If I understand correctly you have a numerical function and you want its m first Taylor expansion coefficients. These coefficients are the r'th derivatives of the function at x=0 divided by the factorial of r. Hence, you could use the function ND to compute numerical derivatives (you have to use Needs["NumericalCalculus`"] before but the package is already installed). Maybe you might have to use the options of that function to optimize the accuracy. I should mention that I do not remember using this function much and I do not know how accurate the methods are. With finite difference methods, if I remember correctly, higher order derivatives tend to be less precise but ND might have methods where all the coefficients would be equally as precise.

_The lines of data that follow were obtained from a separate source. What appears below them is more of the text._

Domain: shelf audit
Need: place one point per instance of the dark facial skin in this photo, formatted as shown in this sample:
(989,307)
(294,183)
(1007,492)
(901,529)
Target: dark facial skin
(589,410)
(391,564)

In particular one of the methods of this function uses the Cauchy integral formula mentioned in the comments.

Automatic differentiation ?

You could also maybe use automatic differentiation but Mathematica does not have a function for that I think (Version 13). Moreover, I usually only see this method applied to obtain the first derivative. Higher order derivatives are maybe rarely looked at because automatic differentiation tends to be used in high dimensional problems and computing the Hessian there is quite costly. That said you can find a package for Mathematica under development with a post on stack exchange here. I do not know if you can compute higher order derivatives with that.

Automatic differentiation on Python ?

I remember my post-doc advisor telling me about Jax in Python for automatic differentiation. Pytorch's torch.autograd also does automatic differentiation if I understand correctly. Perhaps these programs only look at the first derivative.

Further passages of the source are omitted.